Legislators and partisans will attempt to turn the tragedy to their own ends. The anxious chorus will pray that they do something, anything, that might prevent such acts of outrage in the future. Depending on their inclinations, their response will be fruitless, knee-jerk laws that restrict weapons and free speech, or expand the penalties for bad motives. They will all be gloss. Rants against guns, hate crimes, gangs, Goths, Satanism, Hitler, media, or Marilyn Manson will all be part of a flimsy pretense for new legal foolishness.
It's never pleasant to trove the depths of evil in the human psyche. Much better to shrug and discard unthinkable carnage as simple craziness, male hormones, or rebellion gone amok. And it is true that human motives are always complex and secret. We rarely know our own motives with clarity, much less those of others, and even less of those whose final act was to take their own lives. However, we cannot ignore plain motives and circumstances that lead to violent acts. Discovering the precursors of crime is what allows us to develop and maintain a civil society.
What brings a teenager, or any human being, to the point of gleeful murder and self-destruction? How does anyone come to the conclusion that life is so worthless that the only joy remaining is a brief spasm of deadly revenge? In the Littleton, Colorado case, we havethe clear representation of close friends. "Their motive is, basically, because they hate the school and the administration," said pupil Alejandra Marsh. "They were just mad at the world," adds Ben Grams, "Mad because they weren't popular." Witnesses observed that their explicit revenge was directed against "jocks", the athletic bullies who had tormented them. These are not uncommon motives for teenage anger, frustration, and depression. The common remedy is time, communication, and loving support from parents and peers. The two teen boys at Columbine apparently received no such guidance. Their emotional distress was so lengthy and persistent that they had lost any hope for future relief. The sad fact is that no law can banish the human failings of parents or peers who are unable to heal all the injuries that life has to offer. But there is one very important failing that we can repair.

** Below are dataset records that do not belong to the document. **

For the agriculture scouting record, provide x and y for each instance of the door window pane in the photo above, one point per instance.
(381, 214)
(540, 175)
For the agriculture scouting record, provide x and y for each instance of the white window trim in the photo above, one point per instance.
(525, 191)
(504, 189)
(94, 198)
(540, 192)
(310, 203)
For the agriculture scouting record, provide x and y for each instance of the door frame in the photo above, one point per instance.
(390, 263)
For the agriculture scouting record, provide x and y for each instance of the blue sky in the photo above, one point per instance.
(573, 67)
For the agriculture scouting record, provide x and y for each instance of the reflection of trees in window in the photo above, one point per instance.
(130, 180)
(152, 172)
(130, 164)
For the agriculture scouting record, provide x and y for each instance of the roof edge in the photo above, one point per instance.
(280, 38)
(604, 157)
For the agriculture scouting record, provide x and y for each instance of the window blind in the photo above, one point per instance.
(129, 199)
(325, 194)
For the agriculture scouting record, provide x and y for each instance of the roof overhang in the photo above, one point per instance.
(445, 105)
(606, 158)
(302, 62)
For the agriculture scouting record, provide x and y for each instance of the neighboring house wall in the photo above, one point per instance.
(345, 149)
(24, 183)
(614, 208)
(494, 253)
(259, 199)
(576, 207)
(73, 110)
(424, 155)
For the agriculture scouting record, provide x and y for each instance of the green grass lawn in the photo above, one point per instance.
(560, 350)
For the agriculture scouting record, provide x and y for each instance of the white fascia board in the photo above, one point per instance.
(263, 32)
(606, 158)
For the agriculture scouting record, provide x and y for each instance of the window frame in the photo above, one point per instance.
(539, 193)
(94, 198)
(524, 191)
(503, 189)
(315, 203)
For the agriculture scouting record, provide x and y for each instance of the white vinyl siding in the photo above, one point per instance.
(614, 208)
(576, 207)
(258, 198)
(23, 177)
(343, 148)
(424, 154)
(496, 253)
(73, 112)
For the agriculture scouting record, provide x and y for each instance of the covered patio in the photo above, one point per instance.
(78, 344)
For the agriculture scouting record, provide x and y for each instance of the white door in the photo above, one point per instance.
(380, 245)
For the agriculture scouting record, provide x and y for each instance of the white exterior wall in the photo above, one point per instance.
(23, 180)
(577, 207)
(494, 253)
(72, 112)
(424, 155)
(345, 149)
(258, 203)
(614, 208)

Human sanity can only take so much torture. When we subject anyone to prolonged, persistent, and seemingly endless exposure to abuse and psychological deprivation, we can be certain that they will eventually crack. That is precisely what we do to many students by imposing on them a compulsory public education. This is not a righteous political assertion, but rather an apparent and difficult fact. Prisoners of war are treated better than those youngsters who are forced, totally beyond their parents control, to subject themselves to daily doses of cruel and unusual punishment by heartless peers. There is no escape. There is no alternative. After weeks, months, and years of torture, all hope is lost.
The point can be made that it is only a few kids here and a few kids there and one or two over there who suffer the consequences of compulsory schooling. However, there's another element of public education that affects every child. "In loco parentis" isn't an insult against crazy parents, but the legal doctrine holding that schools, teachers, and administrators have all the rights and powers of parents while children are in their custody. The proper word is custody, because none of these government employees assumes any of the parental roles of loving and nurturing a wayward child. School staffs justifiably deny those obligations, since they are only being paid to conform with the dictates of expansive and vague state and federal regulations. Even with a few concerned teachers and counselors, many students are left in an ethical and emotional vacuum for most of their days. This environment is unique to government schools because they are required, properly, to abstain from the moral and ethical corrections and directions that children require.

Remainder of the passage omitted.